Lecture 03 Notes

Author

Alec L. Robitaille

Published

February 8, 2024

Geocentric models

Prediction without explanation. The geocentric model has epicycles and Earth is the center of the universe.

Linear regressions are geocentric - they describe associations, make predictions but are mechanically wrong. Therefore, they are useful when handled with care.

Normal distribution

Summed fluctuations tend towards the normal distribution

For estimating only the mean and variance, the normal distribution is the least informative distribution (maxent).

Note: variables do not have to be normally distributed for normal models to be useful.

Linear regression

Workflow

  1. Question/goal/estimand
  2. Scientific model
  3. Statistical model(s)
  4. Validate model
  5. Analyze data

Example: Howell data

1. Estimand

Describe the association between adult weight and height

2. Scientific model

How does height influence weight?

H -> W <- U

coords <- data.frame(
    name = c('H', 'W', 'U'),
    x =    c(1,    2,   3),
    y =    c(0,    0,  0)
)
dagify(
    W ~ H + U,
  coords = coords
) |> ggdag(seed = 2, layout = 'auto') + theme_dag()

This DAG corresponds to: “weight is some function of height and unobserved variables” (\(W = f(H, U)\)).

\[W = \beta H + U\]

The unobserved variable U is normally distribution with a mean of 0 and a standard deviation sigma.

\[U_{i} \sim Normal(0, \sigma)\]

Height is uniformly distributed between 130 and 170 cm.

\[H_{i} \sim Uniform(130, 170)\]

There is a deterministic relationship for W and distributional relationships for U and H.

Corresponding generative code is:

sim_weight <- function(H, beta, sigma) {
    U <- rnorm(length(H), mean = 0, sd = sigma)
    W <- beta * H + U
    return(W)
}

heights <- seq.int(10, 50)
sim_weight(heights, beta = 0.5, sigma = 0.1)
 [1]  4.910309  5.518485  6.158785  6.386962  6.991975  7.513242  8.070795
 [8]  8.476030  9.198447  9.486121 10.041765 10.598175 10.960730 11.396033
[15] 12.178223 12.268893 13.087860 13.503581 14.101283 14.543227 15.209082
[22] 15.380007 16.158964 16.695465 17.000494 17.254829 18.047724 18.440344
[29] 19.079220 19.528964 20.073894 20.531896 21.107616 21.471584 21.922332
[36] 22.440434 22.827402 23.409742 23.944094 24.475349 24.961641

3. Statistical model

\(E(W_{i} | H_{i}) = \alpha + \beta H_{i}\)

  • \(E(W_{i} | H_{i})\): average weight conditional on height
  • \(\alpha\): intercept
  • \(\beta H_{i}\): slope

Posterior distribution

\(Pr(\alpha, \beta, \sigma | H_{i}, W_{i}) = \frac{Pr(W_{i} | H_{i}, \alpha, \beta, \sigma) Pr (\alpha, \beta, \sigma)}{Z}\)

  • \(Pr(\alpha, \beta, \sigma | H_{i}, W_{i})\): posterior probability of a specific line
  • \(Pr(W_{i} | H_{i}, \alpha, \beta, \sigma)\): garden of forking data, the number of ways we could see the observations, conditional on an exact line (in this case)
  • \(Pr (\alpha, \beta, \sigma)\): prior
  • \(Z\): normalizing constant

Alpha, beta and sigma are unobserved variables, height and weight are observed.

The posterior distribution is proportional to the product of the number of ways the observations could arise according to our assumptions multiplied by our prior.

Prior predictive simulation

What do the observable variables look like with these priors?

\(W_{i} \sim Normal(\mu_{i}, \sigma)\)

\(\mu_{i} = \alpha + \beta H_{i}\)

\(\alpha \sim Normal(0, 10)\)

\(\beta \sim Uniform(0, 1)\)

\(\sigma \sim Uniform(0, 10)\)

When height is 0, weight is 0. Weight increases on average with height.

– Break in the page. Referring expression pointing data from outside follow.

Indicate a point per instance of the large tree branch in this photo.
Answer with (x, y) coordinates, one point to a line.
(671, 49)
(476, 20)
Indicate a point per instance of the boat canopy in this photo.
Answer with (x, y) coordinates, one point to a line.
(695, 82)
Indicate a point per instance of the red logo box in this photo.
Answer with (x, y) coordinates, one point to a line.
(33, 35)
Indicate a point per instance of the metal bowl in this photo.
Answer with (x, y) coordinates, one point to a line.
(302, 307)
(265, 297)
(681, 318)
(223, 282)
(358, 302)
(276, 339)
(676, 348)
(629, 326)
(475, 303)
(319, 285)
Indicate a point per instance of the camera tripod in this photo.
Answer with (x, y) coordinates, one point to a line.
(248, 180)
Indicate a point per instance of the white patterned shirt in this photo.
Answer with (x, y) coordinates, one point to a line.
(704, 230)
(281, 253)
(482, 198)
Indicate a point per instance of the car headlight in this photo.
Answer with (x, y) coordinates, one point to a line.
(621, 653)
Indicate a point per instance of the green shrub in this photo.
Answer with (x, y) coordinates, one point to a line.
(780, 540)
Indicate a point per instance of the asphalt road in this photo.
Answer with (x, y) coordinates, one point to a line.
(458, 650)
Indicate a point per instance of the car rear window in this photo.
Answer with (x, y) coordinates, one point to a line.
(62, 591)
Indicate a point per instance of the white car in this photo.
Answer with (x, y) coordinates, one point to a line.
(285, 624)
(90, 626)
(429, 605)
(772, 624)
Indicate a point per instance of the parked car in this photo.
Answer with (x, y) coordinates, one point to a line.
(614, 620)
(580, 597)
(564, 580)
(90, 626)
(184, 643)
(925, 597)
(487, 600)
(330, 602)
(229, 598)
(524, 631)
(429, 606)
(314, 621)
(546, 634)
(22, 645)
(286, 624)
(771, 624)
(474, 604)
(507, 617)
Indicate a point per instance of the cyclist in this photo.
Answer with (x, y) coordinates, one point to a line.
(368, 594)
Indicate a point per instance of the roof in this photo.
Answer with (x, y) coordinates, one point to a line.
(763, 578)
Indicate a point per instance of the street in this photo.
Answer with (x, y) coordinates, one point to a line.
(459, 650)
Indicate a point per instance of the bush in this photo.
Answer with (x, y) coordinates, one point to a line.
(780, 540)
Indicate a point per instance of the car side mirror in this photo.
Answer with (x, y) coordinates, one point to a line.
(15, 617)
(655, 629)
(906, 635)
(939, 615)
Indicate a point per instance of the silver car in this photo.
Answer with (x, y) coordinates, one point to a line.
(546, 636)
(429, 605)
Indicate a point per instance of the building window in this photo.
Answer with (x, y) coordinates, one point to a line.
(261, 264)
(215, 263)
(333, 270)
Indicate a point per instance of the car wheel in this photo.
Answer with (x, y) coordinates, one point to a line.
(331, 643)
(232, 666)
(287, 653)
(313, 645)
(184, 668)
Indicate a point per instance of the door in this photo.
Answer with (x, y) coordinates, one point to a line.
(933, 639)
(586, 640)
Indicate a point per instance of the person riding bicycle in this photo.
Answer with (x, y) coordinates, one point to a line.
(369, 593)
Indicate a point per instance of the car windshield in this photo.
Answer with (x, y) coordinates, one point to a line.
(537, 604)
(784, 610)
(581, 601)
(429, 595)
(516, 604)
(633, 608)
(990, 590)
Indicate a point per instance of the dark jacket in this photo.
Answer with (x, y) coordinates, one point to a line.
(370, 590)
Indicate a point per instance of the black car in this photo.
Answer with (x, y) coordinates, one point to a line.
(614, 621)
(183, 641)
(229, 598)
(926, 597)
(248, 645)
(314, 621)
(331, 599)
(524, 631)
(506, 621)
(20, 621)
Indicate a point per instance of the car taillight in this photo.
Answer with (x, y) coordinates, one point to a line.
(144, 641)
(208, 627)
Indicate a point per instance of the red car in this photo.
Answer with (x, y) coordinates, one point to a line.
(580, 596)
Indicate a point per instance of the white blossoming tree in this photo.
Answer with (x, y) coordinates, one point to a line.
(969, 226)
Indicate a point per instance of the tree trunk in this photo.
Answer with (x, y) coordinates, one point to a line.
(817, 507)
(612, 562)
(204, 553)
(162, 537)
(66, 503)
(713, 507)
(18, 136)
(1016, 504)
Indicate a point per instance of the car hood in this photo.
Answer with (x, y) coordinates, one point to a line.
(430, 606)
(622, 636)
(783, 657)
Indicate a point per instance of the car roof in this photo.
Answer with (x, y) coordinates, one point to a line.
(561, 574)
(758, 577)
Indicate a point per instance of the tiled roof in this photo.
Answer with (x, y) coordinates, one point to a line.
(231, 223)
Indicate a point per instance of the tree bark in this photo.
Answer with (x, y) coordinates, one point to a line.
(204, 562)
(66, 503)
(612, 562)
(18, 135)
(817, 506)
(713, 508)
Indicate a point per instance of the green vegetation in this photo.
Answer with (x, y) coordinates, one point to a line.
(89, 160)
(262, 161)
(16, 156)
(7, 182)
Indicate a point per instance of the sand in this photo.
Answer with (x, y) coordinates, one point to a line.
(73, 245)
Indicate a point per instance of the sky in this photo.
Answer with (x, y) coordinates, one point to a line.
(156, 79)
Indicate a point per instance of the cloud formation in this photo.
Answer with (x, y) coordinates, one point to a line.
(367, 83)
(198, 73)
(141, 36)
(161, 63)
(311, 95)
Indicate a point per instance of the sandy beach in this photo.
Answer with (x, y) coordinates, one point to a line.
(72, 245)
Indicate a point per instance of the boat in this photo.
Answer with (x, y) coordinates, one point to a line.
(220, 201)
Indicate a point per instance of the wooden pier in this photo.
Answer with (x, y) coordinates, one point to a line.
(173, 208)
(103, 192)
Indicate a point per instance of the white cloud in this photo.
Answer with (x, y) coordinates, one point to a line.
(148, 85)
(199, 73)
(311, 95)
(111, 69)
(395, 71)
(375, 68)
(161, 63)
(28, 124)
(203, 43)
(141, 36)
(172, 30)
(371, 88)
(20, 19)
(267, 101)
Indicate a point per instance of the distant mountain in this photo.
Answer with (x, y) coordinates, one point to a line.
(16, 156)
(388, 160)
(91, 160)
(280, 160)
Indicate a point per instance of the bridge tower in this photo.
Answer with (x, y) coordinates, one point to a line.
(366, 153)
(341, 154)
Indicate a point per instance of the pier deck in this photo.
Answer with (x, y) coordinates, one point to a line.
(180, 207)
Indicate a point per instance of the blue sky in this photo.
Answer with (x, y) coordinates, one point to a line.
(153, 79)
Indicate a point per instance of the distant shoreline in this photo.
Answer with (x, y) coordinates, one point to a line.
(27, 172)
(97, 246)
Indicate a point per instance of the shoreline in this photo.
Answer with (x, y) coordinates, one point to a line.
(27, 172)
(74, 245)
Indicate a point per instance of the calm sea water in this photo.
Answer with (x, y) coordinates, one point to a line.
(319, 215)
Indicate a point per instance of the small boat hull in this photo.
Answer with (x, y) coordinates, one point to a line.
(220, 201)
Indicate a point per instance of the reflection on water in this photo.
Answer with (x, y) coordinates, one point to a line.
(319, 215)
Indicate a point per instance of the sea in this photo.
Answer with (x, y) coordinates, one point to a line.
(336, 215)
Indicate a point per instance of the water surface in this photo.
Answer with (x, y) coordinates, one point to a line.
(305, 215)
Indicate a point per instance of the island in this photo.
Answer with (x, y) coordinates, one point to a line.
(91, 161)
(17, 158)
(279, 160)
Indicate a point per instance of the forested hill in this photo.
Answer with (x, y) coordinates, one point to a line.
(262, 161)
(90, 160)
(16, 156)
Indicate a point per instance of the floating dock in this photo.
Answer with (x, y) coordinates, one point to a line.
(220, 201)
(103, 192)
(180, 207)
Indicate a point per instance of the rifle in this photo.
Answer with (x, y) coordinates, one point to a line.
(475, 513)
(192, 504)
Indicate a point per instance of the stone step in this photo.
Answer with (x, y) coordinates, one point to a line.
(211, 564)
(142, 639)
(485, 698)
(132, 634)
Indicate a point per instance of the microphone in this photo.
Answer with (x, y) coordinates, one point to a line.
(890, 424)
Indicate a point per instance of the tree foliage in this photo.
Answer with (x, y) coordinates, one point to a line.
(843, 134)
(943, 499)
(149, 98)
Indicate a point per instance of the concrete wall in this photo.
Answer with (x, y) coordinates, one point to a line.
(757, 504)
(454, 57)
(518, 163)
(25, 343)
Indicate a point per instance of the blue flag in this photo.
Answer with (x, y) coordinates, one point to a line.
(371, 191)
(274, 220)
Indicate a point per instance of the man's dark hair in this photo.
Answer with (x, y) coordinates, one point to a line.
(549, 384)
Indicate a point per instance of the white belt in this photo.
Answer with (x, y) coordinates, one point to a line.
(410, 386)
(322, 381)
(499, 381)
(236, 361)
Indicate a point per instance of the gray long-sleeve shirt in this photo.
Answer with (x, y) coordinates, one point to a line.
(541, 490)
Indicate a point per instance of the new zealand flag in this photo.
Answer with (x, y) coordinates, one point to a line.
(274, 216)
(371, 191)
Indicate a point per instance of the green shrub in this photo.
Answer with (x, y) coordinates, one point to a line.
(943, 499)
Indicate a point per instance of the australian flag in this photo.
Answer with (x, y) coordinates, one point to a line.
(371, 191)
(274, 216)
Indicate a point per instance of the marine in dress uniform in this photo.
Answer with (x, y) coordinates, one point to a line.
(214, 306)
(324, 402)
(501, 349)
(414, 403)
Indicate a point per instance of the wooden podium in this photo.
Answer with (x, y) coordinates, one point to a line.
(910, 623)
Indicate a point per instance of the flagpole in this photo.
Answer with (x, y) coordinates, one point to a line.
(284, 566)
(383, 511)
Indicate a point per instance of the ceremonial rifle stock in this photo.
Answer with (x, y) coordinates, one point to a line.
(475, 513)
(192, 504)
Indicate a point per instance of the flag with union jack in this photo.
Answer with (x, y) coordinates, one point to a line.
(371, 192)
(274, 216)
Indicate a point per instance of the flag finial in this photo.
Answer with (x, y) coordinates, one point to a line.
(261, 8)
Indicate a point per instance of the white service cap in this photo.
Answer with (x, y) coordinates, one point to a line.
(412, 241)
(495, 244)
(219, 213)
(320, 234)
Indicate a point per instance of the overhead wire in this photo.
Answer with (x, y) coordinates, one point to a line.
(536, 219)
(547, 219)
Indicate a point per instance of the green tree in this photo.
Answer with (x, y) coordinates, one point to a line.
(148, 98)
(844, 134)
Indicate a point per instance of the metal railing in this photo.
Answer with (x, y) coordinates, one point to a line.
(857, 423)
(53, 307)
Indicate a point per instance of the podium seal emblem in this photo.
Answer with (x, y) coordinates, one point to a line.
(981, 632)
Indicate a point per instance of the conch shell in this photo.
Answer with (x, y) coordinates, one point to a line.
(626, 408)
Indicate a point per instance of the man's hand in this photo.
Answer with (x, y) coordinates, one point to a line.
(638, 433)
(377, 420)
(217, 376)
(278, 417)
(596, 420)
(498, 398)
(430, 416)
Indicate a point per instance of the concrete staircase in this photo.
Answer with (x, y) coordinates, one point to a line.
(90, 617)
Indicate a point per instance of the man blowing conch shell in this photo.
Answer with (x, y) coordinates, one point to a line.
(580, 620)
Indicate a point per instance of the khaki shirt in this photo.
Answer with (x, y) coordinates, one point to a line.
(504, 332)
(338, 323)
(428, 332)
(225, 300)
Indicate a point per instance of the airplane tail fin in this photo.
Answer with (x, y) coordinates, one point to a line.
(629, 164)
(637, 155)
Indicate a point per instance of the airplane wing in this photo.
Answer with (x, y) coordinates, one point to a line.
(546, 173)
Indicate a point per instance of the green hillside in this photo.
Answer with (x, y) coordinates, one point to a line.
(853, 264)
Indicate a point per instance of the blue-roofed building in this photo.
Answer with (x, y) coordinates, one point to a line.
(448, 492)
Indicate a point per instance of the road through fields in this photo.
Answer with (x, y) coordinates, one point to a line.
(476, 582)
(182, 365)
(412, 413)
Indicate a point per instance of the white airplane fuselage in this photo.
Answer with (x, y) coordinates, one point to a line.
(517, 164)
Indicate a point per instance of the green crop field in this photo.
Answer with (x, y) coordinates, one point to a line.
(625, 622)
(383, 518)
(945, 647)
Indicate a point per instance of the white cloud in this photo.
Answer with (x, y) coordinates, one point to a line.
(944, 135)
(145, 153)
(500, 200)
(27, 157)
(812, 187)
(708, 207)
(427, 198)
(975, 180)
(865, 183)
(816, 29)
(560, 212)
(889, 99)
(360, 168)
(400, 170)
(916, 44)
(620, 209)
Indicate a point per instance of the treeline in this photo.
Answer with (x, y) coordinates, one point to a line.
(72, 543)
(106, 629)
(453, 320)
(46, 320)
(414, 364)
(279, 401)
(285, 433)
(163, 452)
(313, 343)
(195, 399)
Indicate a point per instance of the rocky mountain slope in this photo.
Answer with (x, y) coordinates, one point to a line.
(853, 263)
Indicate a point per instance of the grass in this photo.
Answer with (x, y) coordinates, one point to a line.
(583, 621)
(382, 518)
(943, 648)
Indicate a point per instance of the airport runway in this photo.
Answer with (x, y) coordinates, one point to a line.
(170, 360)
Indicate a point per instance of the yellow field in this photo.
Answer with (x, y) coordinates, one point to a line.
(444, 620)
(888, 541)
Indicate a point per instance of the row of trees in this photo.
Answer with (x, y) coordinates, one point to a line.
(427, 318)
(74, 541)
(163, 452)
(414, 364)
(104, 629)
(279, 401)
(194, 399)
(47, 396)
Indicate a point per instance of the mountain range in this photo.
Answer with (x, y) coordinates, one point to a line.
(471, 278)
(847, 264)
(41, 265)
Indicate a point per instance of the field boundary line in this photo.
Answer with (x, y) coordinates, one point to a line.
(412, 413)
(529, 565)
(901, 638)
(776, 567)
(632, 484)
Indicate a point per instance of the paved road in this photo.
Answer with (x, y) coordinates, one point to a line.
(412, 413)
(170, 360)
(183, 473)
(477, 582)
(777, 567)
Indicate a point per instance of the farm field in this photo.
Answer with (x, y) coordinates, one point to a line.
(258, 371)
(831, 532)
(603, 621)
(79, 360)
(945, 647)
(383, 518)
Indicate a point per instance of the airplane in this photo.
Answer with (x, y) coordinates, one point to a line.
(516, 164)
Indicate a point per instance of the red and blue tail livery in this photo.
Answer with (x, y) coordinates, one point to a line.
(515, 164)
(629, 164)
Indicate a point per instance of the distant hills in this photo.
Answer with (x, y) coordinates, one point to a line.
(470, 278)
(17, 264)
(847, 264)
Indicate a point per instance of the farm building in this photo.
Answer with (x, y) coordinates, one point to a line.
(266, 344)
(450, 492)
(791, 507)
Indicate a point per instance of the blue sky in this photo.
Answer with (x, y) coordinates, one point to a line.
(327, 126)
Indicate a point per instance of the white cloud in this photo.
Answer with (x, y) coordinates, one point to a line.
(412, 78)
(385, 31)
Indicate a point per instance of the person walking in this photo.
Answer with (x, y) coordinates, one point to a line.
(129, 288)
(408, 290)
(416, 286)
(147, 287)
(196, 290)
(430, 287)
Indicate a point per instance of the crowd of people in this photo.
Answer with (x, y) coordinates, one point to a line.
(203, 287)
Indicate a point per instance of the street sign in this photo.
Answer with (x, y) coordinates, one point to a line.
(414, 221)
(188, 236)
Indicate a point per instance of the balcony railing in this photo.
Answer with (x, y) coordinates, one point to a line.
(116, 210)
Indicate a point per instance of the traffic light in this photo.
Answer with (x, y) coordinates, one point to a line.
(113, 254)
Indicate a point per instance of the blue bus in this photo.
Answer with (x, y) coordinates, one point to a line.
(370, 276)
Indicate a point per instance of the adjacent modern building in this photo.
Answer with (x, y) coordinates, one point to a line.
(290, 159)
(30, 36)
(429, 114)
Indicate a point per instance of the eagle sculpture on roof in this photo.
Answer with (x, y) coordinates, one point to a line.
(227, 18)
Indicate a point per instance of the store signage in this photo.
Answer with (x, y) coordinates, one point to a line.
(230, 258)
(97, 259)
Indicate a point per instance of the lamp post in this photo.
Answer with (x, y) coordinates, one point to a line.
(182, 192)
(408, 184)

Weight (kg) is less than height (cm). Sigma must be positive.

Priors:

  • no correct priors, only scientifically justifiable priors.
  • justify with information outside the data, like the rest of the model
  • priors become more important as models get more complex
  • always simulate from the priors, better than trying to intuit what they mean from the definitions

4. Validate model

Test statistical model with simulated observations from scientific model. Stronger test: simulation-based calibration

  • simulate individuals with known parameters from scientific model
  • use model to determine if it can recover parameters
  • use a large sample
  • test with different values and sample sizes

5. Analyze the data

Once you’ve done steps 1-4, you are ready to analyze the real data.

Parameters are not independent, do not interpret them separately.

Use the posterior distribution to generate predictions on the outcome scale then describe and interpret those.